A couple of weeks ago at the OpenStack Folsom Summit, Mark McClain pointed out an interesting code snippet he had discovered in the Nova sources:
nova/utils.py
339script_dir = os.path.dirname(inspect.stack()[-1][1])
The code is part of the logic to find a configuration file that lives in a directory relative to where the application startup script is located. It looks at the call stack to find the main program, and picks the filename out of the stack details.
The code seems to be taken from a response to a StackOverflow question, and when I saw it I thought it looked like a case of someone going to more trouble than was needed to get the information.
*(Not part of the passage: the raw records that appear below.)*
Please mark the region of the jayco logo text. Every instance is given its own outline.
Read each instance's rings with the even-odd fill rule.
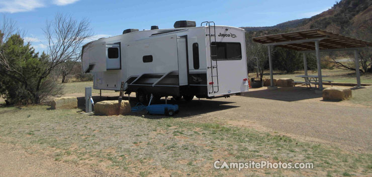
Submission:
[[[220,33],[220,34],[218,35],[218,36],[222,37],[223,38],[224,38],[225,37],[231,37],[233,38],[235,38],[236,37],[236,35],[232,34],[231,33],[230,33],[230,34],[222,34]]]

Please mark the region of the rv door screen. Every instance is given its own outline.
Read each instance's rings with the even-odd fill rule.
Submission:
[[[107,69],[120,69],[121,66],[120,44],[106,44]]]

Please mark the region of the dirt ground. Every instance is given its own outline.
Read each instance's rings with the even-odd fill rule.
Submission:
[[[104,94],[100,99],[99,94],[94,94],[93,98],[96,102],[117,100],[115,97],[118,94]],[[82,94],[67,96],[81,97],[78,100],[83,103]],[[135,94],[130,96],[133,100]],[[164,99],[161,102],[165,103]],[[169,99],[168,103],[179,104],[180,111],[176,117],[218,121],[347,150],[372,152],[371,107],[347,101],[323,101],[321,94],[304,87],[279,87],[272,91],[263,87],[250,88],[244,96],[227,99],[198,101],[194,98],[190,103],[176,103]]]
[[[179,104],[180,111],[176,117],[218,121],[347,150],[372,152],[372,108],[347,101],[323,101],[322,94],[305,88],[279,87],[271,91],[263,87],[250,88],[244,96],[227,99],[198,101],[195,98],[190,103],[170,100],[168,103]],[[99,94],[94,94],[93,98],[96,102],[117,100],[118,94],[105,94],[100,99]],[[67,96],[81,97],[79,102],[83,103],[82,94]],[[132,94],[130,99],[134,98],[135,94]],[[161,102],[165,103],[164,99]]]
[[[106,94],[101,99],[116,99],[111,97],[117,94]],[[83,94],[68,96],[79,97],[80,105],[83,103]],[[134,96],[131,95],[131,99]],[[98,94],[94,94],[94,100],[100,100]],[[263,87],[250,89],[241,96],[212,100],[195,98],[191,102],[177,104],[180,111],[176,118],[252,128],[352,152],[372,152],[372,108],[345,101],[323,101],[321,94],[312,90],[289,87],[271,91]],[[47,156],[30,154],[9,144],[0,144],[0,176],[109,175],[98,169],[55,161]]]

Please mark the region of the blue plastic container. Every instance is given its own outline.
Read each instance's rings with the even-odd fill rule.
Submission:
[[[178,106],[177,105],[151,105],[146,108],[150,114],[161,114],[173,116],[178,112]]]

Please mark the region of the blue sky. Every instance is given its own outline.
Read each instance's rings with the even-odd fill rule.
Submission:
[[[95,36],[116,36],[123,30],[173,28],[177,20],[205,21],[234,27],[272,26],[311,17],[330,8],[335,0],[118,1],[0,0],[0,14],[26,30],[37,51],[45,48],[42,28],[56,13],[87,18]],[[0,24],[2,24],[0,20]]]

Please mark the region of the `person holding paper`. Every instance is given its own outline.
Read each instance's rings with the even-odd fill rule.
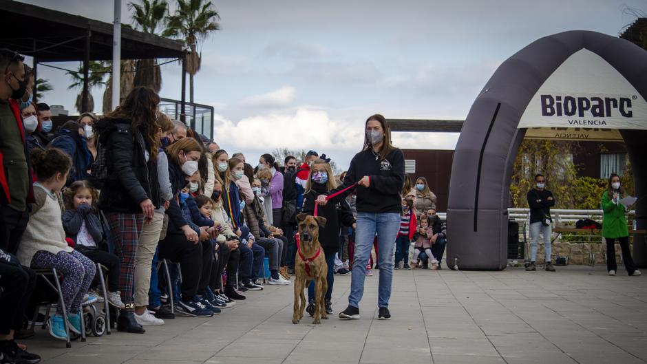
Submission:
[[[615,240],[620,243],[624,268],[629,275],[640,275],[640,270],[631,257],[629,249],[629,229],[627,227],[627,217],[625,211],[628,208],[620,203],[626,196],[620,186],[620,177],[612,173],[609,176],[608,188],[602,193],[602,206],[604,211],[602,218],[602,237],[606,241],[606,270],[609,275],[615,275],[617,264],[615,261]]]

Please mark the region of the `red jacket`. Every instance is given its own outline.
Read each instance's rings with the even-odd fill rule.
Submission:
[[[411,214],[411,217],[409,218],[409,239],[411,240],[414,238],[414,234],[416,233],[416,228],[418,227],[418,222],[416,220],[416,213],[414,213],[412,209],[409,210],[409,213]],[[400,235],[399,227],[398,228],[398,236]]]
[[[25,147],[25,158],[27,158],[27,167],[28,171],[29,173],[29,180],[32,180],[32,168],[31,163],[30,162],[29,159],[29,151],[27,149],[26,143],[25,142],[25,129],[23,127],[23,118],[20,116],[20,107],[18,104],[18,101],[10,99],[9,100],[9,108],[11,109],[12,112],[14,113],[14,118],[16,119],[16,123],[18,124],[18,129],[20,130],[20,138],[23,141],[23,145]],[[11,136],[10,136],[10,137]],[[0,166],[3,166],[4,163],[4,155],[2,153],[2,151],[0,151]],[[9,181],[7,180],[7,176],[5,175],[5,169],[4,168],[0,168],[0,186],[1,186],[1,193],[4,194],[4,196],[6,198],[7,203],[11,203],[11,196],[9,195]],[[29,186],[29,190],[27,193],[27,203],[31,203],[34,202],[34,186],[30,184]]]

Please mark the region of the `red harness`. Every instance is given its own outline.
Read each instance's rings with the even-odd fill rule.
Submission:
[[[348,190],[350,190],[350,189],[354,188],[354,187],[356,186],[357,185],[357,183],[354,183],[354,184],[351,184],[350,186],[348,186],[346,187],[346,189],[343,189],[341,190],[341,191],[337,191],[337,192],[335,192],[335,193],[332,193],[332,195],[328,195],[328,196],[326,196],[326,200],[330,200],[331,198],[332,198],[332,197],[337,196],[337,195],[340,195],[340,194],[341,194],[341,193],[343,193],[346,192],[346,191],[348,191]],[[314,216],[315,216],[315,217],[316,217],[317,215],[317,210],[318,210],[318,209],[317,209],[317,206],[319,206],[319,205],[317,204],[317,202],[315,202],[315,213],[314,213]],[[312,263],[312,261],[314,261],[315,259],[316,259],[317,257],[319,257],[320,254],[321,254],[321,246],[319,247],[319,249],[317,250],[317,253],[315,253],[315,255],[312,255],[312,257],[309,257],[309,258],[306,258],[306,256],[304,255],[304,253],[301,253],[301,245],[299,244],[299,233],[297,233],[295,235],[295,240],[296,240],[296,242],[297,242],[297,253],[299,254],[299,256],[301,257],[301,259],[304,261],[304,263],[305,264],[305,266],[306,266],[306,274],[308,275],[308,277],[312,277],[312,275],[311,275],[310,272],[310,264]]]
Mark had a similar reaction, and asked if I knew of a simpler way to determine the program name.
I thought it looked like a case of someone going to more trouble than was needed…
Similar examples with inspect.stack()
appear in four places in
the Nova source code (at last as-of today). All of them are either
building filenames relative to the location of the original “main”
program, or are returning the name of that program to be used to build
a path to another file (such as a log file or other program). Those
are all good reasons to be careful about the location and name of the
main program, but none explain why the obvious solution isn’t good
enough. I assumed that if the OpenStack developers were looking at
stack frames there must have been a reason. I decided to examine the
original code and spend a little time deciphering what it is doing,
and especially to see if there were cases where it did not work as
desired (so I could justify a patch).
The Stack
The call to inspect.stack()
retrieves the Python interpreter stack
frames for the current thread. The return value is a list with
information about the calling function in position and the “top” of
the stack at the end of the list. Each item in the list is a tuple
containing:
- the stack frame data structure
- the filename for the code being run in that frame
- the line number within the file
- the
co_name
member of the code object from the frame, giving the function or method name being executed - the source lines for that bit of code, when available
- an index into the list of source lines showing the actual source line for the frame
show_stack.py
1import inspect
2
3
4def show_stack():
5 stack = inspect.stack()
6 for s in stack:
7 print 'filename:', s[1]
8 print 'line :', s[2]
9 print 'co_name :', s[3]
10 print
11
12
13def inner():
14 show_stack()
15
16
17def outer():
18 inner()
19
20
21if __name__ == '__main__':
22 outer()
The information is intended to be used for generating tracebacks or by
tools like pdb
when debugging an application (although pdb
has its
own implementation). To answer the question “Which program am I
running in?” the filename is the most interesting piece of data.
$ python show_stack.py
filename: show_stack.py
line : 6
co_name : show_stack
filename: show_stack.py
line : 15
co_name : inner
filename: show_stack.py
line : 19
co_name : outer
filename: show_stack.py
line : 23
co_name : <module>
One obvious issue with these results is that the filename in the stack frame is relative to the start up directory of the application. It could lead to an incorrect path if the process has changed its working directory between startup and checking the stack. But there is another mode where looking at the top of the stack produces completely invalid results.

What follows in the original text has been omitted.